There are so many benefits derived from the testing of animals that the advantages of testing animals outweigh the disadvantages. If there were no animal testing, the suffering would have been unbearable with untreatable diseases.
Animal research has helped people to make life-changing discoveries, especially in the medical dimension. The discoveries were so crucial and significant for the acquisition of basic knowledge in biology that the average life expectancy of humans increased by twenty-five years ever since the contribution of such studies.
Some achievements done by animal testing is creating the world’s first vaccine from researching cows, which helped to terminate smallpox.

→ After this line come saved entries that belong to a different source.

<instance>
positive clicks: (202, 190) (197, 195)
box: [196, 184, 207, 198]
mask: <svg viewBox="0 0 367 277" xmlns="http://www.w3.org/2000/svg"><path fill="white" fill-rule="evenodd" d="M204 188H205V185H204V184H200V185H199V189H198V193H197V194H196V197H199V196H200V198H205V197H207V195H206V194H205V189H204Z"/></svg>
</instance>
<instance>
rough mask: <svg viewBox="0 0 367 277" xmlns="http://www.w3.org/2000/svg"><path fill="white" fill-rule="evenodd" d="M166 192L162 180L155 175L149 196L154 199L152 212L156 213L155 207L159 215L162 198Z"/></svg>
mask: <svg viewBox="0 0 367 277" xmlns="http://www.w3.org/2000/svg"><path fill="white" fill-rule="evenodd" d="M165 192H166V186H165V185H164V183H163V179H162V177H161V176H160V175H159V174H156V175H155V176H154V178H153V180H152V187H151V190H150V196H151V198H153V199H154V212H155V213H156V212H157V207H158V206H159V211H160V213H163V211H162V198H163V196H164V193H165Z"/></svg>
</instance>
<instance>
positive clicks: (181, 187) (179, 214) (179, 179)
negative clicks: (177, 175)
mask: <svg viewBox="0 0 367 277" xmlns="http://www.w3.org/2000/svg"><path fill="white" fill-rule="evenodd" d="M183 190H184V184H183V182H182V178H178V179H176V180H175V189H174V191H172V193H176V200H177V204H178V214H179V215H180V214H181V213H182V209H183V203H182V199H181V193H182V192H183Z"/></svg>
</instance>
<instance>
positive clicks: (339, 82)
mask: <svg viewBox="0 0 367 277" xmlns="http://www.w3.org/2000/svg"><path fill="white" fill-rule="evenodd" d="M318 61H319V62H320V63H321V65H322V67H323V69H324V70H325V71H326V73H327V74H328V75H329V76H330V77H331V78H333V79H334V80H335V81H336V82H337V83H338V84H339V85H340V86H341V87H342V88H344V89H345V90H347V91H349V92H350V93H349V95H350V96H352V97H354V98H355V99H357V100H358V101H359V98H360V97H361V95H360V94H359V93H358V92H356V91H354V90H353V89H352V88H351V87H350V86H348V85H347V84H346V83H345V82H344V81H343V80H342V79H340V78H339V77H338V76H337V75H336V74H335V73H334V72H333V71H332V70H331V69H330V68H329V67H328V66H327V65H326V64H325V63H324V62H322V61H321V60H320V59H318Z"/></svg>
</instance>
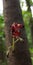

Also, studies in mice helped to find genetic causes of cancer and to understand the complex way tumours grow and to develop a new way to prevent it.
Additionally, animal research is responsible for the development of asthma inhalers; asthma still kills around two thousand people in the UK every year.
Another reason why it should be animals that are tested is that animals and humans have very similar organ systems. Surprisingly the most common experimental animal, mice, share more than 98 per cent of DNA with humans. Also, they are susceptible to many of the same health problems as humans – cancer, diabetes, heart disease, etc.
However, regarding its contribution and benefits, there are some people who argue that animal testing should be banned because they are ethically wrong. In truth, it is mistaken to think that animal testing is unethical because statistics show that it is not.
Household cats kill approximately 5 million animals every week – more than the total number of animals used in medical research every year. Also, labs use mice, rats, birds, reptiles and amphibians that are exempted from the minimal protections under the Animal Welfare Act.
“Animal research and testing have played a part in almost every medical breakthrough of the last century,” said UK Home Office minister Joan Ryan. “It has saved hundreds of millions of lives worldwide.”